How Do I Search?
If you just enter a word or phrase, it will search for any magazine page containing all of the terms, but not necessarily together. However, the underlying search engine provides a number of ways to do more advanced queries. Here's some advanced search query syntax hints:
- Normal search terms are case insensitive, so searching for bcol would match BCOL, bcol, BCol, etc.
- If you want to search specifically for a phrase, put the phrase in quotes. For example searching for "BC Rail" will only bring back pages with BC Rail as a phrase, rather than any page with BC and Rail in it somewhere.
- Search terms will only match exactly, so if you search for M420, it won't match M420W or M420B. If you want to include all the suffixes, add an asterisk at the end.

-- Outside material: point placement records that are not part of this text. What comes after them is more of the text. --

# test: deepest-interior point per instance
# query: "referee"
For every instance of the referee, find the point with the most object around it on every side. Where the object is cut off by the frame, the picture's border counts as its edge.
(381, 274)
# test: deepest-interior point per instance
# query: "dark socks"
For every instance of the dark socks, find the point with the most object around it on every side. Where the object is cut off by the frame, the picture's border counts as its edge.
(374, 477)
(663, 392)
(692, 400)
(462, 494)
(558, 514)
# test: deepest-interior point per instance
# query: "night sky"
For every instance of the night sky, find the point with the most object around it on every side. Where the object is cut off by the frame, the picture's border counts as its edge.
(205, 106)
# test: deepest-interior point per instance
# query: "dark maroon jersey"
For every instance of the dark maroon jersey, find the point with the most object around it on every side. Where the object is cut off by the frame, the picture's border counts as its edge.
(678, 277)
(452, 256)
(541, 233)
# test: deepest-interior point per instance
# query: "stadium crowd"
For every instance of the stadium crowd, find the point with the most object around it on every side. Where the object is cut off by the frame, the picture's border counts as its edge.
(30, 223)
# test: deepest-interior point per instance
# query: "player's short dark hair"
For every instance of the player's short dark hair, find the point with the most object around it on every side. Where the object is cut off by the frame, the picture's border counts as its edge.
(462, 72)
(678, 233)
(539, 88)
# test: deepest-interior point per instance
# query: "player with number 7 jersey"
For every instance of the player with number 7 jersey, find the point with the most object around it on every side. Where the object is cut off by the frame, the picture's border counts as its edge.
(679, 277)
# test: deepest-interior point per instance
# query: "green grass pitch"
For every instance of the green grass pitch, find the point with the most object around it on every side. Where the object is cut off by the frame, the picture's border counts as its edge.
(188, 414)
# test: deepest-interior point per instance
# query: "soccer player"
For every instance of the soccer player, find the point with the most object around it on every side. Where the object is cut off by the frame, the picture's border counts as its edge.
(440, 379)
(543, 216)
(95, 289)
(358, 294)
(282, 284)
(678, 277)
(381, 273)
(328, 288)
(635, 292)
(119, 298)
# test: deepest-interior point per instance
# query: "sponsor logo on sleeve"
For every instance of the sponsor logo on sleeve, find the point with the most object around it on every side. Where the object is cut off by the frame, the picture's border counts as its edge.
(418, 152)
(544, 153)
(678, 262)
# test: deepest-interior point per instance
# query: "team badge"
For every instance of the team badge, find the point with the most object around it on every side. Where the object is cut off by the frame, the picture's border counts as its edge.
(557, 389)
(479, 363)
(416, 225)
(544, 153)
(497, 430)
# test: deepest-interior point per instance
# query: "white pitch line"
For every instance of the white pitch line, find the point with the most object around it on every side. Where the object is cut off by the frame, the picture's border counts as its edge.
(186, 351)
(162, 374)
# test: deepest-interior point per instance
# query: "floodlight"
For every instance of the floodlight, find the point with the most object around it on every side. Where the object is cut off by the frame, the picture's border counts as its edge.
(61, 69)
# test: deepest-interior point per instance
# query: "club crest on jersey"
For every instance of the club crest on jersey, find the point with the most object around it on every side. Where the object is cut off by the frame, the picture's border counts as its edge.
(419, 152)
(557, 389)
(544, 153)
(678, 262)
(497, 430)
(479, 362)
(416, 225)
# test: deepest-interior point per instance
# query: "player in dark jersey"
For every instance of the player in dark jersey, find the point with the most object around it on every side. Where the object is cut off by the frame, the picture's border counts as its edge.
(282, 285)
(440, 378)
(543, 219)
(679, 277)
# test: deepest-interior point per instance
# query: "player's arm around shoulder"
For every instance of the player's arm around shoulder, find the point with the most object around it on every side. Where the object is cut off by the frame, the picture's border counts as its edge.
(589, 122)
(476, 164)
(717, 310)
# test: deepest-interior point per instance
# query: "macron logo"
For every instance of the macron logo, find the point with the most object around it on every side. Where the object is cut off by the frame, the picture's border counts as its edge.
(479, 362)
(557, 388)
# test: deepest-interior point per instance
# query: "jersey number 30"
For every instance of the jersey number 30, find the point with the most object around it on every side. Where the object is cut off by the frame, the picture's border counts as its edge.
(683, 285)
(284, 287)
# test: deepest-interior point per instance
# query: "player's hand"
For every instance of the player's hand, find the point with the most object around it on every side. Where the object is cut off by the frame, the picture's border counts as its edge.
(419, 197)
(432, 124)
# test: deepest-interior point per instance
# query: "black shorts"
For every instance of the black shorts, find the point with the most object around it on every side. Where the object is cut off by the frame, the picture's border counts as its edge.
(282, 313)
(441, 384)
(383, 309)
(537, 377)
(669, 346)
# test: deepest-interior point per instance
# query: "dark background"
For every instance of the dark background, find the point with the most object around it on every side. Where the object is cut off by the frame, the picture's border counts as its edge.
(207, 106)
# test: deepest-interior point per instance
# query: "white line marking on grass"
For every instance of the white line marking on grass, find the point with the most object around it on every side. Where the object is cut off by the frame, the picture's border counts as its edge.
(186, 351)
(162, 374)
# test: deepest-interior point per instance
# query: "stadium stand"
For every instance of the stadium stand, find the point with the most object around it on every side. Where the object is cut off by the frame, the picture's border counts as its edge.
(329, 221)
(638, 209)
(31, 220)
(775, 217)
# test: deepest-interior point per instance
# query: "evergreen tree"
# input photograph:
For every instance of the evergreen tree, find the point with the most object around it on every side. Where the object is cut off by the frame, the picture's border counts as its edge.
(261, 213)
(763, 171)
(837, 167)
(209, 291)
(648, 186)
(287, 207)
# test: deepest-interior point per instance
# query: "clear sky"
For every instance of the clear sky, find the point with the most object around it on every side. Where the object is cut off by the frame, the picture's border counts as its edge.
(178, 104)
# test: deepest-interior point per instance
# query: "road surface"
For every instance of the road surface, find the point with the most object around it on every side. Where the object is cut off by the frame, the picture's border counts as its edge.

- More complex searches can be made using boolean terms AND, NOT, OR and parenthesis to group things together. Note that the logical operators must be capitalized. So if you want pages about BC Rail or British Columbia Railway M630Ws, you could search for: ("BC Rail" OR "British Columbia Railway") AND M630W
- Using the "Advanced Search" link, you can limit the date range or the specific magazines to be searched. For example, if you were interested in the provincial sale of BC Rail to CN, you might only want to look in prototype magazines from 2001-2004.
Why Isn't Magazine XYZ Included?
Probably because we don't have digital copies of it to OCR and index, or just because we didn't think of it. Please see "How Do I Get a Magazine Added?"
How Do I Get a Magazine Added?
At the very least, we need a good quality scans of the each issue. That's the most time-consuming and tedious part of the process. 150dpi would be adequate, and 300dpi would be preferred. If they're already OCR'd, or generated from the original source files with a text layer, that's even better. If you've got those, or are willing to do the work to acquire and scan the issues, then please contact us and we'll discuss details.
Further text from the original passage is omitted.